PSA typically involves the IV administration of sedative, dissociative, or opioid drugs or a combination of these medications. The choice of drugs for PSA will depend on the patient, the procedure, and the anticipated procedure length. Ideal medications for PSA have a rapid onset, have a short duration of action, maintain hemodynamic stability, and do not cause significant adverse effects (Frank, 2023, 2024; Juels, 2024; Pescatore, 2021). The patient's response to these medications may vary based on physical status, age, weight, comorbidities, and medication history. Therefore, the appropriate selection of medications and dosage should be specific to the individual patient. Administer the smallest dose necessary to achieve the appropriate level of sedation, making incremental increases as needed (AANA, 2022). The ASA Committee on Standard of Practice Parameters (2018) guidelines provide recommendations regarding the medications to be used in moderate PSA.

 

Opioids

Opioids produce analgesia by binding to opioid receptors (mu, gamma, and kappa) to inhibit neurotransmitter release. Opioids are metabolized through the CYP3A4 pathways and are renally excreted. Fentanyl (Sublimaze) is a rapid-onset (1 to 2 minutes) and short-acting (30 to 60 minutes) synthetic opioid metabolized by the liver. Fentanyl (Sublimaze), used in combination with midazolam (Versed), was the preferred sedation and analgesia approach to PSA before propofol (Diprivan) and etomidate (Amidate) became widely available. Dosing for IV administration of fentanyl (Sublimaze) in adults and children is 1 to 1.5 mcg/kg and then titrated to 1 mcg/kg every 3 minutes until the desired effect is reached.
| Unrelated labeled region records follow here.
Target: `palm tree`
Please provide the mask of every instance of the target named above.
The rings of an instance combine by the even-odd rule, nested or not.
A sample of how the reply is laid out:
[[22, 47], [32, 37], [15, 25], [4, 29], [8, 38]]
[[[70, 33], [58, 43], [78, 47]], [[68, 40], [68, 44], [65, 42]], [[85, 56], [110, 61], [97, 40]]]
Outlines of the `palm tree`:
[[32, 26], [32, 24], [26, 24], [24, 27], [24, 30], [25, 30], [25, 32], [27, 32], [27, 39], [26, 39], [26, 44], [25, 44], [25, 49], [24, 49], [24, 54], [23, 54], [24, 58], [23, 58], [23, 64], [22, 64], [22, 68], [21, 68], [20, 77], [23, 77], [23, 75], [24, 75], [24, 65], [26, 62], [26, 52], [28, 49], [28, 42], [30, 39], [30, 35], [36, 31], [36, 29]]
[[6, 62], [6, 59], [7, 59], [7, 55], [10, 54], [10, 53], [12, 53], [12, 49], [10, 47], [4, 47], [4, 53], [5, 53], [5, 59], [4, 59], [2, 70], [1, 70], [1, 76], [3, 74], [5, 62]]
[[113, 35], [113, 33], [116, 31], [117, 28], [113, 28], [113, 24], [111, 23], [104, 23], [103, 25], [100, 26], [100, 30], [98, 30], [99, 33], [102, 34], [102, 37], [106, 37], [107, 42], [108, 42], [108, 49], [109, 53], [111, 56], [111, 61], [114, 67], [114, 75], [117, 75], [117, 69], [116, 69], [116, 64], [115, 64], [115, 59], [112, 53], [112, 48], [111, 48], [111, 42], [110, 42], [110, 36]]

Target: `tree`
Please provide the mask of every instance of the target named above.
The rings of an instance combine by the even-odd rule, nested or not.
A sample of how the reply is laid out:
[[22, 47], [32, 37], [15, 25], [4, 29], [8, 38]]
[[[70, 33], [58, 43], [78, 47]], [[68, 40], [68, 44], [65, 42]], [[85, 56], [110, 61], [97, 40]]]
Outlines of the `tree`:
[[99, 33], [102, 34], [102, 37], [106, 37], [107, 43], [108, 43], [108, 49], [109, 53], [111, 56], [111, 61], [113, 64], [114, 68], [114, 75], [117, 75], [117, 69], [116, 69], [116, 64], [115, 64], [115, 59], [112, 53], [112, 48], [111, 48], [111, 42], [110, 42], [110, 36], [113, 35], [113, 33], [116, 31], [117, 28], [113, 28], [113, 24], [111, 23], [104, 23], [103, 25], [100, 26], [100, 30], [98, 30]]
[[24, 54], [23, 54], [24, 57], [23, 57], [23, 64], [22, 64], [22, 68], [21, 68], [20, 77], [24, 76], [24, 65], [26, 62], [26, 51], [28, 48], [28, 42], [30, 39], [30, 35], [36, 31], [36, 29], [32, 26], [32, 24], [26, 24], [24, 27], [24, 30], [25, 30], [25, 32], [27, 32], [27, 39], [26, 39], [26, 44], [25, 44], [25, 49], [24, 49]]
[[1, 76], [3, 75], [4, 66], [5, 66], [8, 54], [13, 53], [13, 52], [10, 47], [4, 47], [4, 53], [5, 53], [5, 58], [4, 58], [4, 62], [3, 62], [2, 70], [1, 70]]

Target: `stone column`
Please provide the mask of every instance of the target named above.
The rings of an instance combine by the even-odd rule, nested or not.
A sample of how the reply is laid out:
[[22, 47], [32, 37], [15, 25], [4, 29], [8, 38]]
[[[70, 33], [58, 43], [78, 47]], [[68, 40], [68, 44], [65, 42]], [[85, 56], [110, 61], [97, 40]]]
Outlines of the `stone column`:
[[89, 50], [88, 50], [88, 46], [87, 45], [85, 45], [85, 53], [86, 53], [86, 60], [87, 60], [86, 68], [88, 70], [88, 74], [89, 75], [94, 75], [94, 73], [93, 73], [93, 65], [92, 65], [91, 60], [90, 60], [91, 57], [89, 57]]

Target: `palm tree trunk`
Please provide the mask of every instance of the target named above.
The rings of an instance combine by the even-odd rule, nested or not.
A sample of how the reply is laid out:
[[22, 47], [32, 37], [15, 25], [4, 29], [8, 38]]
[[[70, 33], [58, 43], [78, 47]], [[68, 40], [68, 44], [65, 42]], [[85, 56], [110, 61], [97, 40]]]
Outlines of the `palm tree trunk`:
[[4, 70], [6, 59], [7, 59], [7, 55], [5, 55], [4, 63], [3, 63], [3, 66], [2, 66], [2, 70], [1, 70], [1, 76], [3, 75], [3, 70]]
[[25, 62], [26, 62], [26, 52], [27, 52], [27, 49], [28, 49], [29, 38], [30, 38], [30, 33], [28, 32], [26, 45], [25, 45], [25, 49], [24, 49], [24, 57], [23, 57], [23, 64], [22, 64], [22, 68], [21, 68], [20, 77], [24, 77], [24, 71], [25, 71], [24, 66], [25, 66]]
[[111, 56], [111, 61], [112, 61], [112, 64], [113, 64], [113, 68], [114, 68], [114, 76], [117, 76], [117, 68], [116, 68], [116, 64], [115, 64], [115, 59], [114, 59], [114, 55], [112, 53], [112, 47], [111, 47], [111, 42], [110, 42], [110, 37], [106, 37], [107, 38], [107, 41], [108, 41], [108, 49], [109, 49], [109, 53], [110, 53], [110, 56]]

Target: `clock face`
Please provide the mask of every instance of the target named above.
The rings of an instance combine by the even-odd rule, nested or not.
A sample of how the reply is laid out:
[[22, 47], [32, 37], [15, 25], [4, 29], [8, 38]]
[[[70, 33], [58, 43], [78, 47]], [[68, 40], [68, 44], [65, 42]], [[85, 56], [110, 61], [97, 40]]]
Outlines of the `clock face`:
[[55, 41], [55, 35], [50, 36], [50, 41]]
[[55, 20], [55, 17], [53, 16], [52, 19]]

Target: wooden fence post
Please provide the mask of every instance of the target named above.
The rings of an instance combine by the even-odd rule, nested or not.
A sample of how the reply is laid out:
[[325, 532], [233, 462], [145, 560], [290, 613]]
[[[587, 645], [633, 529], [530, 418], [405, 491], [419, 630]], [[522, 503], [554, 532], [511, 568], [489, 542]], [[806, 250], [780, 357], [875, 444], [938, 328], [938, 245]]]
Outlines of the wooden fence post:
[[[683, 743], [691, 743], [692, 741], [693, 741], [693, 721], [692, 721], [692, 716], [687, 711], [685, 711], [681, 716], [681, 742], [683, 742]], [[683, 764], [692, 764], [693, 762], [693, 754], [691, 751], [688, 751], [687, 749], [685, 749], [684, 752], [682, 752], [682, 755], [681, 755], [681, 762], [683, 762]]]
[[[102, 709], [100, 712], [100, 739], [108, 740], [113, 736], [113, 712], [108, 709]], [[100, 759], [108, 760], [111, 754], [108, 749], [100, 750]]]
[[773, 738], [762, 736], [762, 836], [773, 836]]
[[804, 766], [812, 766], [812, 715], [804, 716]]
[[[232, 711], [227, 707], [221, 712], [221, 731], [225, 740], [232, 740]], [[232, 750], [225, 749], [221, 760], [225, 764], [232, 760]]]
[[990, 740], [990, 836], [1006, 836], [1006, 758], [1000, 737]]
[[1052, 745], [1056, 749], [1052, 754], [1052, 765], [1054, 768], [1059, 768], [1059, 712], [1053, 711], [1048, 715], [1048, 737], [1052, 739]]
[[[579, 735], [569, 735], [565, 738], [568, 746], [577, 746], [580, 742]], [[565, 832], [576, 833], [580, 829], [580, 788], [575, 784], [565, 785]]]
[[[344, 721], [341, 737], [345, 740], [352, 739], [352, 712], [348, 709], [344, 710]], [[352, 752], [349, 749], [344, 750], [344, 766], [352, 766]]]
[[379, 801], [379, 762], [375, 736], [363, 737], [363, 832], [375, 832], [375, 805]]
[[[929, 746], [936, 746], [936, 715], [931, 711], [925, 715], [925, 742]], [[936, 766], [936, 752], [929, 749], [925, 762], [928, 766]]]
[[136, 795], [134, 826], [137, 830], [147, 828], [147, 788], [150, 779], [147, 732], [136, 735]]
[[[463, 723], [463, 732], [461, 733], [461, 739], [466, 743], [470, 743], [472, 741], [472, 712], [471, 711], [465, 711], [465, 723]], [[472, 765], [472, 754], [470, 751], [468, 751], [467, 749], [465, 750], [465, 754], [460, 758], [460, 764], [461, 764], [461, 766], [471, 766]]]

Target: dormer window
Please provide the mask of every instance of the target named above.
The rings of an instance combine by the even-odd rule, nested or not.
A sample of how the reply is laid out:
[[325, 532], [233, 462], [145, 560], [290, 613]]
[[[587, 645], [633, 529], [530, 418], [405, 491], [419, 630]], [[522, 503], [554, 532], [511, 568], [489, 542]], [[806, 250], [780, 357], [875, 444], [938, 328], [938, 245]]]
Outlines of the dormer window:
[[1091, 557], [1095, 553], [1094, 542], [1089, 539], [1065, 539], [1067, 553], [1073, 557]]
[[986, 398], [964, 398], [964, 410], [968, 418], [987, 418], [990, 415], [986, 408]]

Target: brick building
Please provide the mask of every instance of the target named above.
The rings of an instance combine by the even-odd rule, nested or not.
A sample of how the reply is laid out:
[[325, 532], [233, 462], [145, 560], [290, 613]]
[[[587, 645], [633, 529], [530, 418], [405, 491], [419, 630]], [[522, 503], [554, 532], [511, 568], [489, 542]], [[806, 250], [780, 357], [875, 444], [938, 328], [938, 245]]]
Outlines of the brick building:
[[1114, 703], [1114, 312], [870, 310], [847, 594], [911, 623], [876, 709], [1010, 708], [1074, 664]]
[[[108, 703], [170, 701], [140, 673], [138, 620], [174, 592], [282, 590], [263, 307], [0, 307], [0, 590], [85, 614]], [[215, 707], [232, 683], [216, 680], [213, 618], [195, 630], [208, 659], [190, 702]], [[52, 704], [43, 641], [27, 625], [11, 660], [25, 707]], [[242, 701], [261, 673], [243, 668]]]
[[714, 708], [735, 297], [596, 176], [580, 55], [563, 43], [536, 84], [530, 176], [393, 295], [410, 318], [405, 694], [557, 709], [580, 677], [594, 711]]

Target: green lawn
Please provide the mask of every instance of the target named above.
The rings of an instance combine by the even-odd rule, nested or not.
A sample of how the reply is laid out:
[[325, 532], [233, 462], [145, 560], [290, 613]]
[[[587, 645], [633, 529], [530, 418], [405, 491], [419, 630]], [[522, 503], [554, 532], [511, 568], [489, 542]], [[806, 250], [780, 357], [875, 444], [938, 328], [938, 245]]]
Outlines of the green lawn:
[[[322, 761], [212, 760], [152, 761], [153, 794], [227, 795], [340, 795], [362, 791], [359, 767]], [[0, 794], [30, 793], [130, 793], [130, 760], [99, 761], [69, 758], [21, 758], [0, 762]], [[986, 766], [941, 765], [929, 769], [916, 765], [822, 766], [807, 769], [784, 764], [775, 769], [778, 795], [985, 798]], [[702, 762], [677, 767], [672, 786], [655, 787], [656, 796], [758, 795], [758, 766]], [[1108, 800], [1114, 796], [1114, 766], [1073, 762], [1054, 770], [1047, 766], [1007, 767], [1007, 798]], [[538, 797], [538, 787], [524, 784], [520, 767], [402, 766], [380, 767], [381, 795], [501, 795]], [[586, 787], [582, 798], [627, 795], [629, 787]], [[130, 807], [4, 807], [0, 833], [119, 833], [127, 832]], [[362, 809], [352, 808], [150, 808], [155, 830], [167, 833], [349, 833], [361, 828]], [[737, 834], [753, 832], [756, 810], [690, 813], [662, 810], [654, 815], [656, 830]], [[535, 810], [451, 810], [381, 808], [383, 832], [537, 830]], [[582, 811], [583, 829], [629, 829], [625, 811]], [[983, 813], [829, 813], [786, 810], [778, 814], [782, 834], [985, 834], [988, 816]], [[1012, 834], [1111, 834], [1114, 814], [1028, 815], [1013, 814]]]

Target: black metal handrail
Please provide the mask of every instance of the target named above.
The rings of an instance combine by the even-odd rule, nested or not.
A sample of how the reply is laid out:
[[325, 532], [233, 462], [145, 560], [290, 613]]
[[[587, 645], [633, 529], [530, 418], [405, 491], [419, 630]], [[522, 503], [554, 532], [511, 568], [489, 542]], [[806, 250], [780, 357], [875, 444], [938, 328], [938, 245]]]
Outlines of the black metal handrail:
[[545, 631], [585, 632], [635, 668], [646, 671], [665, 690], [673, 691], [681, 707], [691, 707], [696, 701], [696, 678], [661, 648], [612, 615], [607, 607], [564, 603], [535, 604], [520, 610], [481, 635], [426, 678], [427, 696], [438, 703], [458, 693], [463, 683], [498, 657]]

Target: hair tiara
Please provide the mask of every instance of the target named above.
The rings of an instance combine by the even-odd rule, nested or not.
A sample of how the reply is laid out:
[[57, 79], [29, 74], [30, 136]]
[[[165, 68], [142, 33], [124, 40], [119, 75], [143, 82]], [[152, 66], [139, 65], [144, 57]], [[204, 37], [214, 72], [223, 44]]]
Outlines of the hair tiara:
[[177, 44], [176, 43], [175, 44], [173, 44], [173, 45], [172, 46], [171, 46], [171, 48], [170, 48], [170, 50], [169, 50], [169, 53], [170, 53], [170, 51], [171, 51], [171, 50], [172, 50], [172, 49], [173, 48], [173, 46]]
Fentanyl (Sublimaze) is usually given as a slow IV push in doses of 0.5 to 1 mcg/kg every 2 minutes. The maximum total dose is generally 5 mcg/kg, but higher doses may be needed in certain circumstances. Fentanyl (Sublimaze) rarely causes hypotension. However, respiratory depression can occur. Respiratory depression can be potentiated when combined with a sedative. Older adults or patients who have renal or hepatic disease can experience more profound and prolonged effects with fentanyl (Sublimaze). Therefore, smaller doses and slower titration should be considered (ASA Committee on Standard of Practice Parameters, 2018; Tran et al., 2019).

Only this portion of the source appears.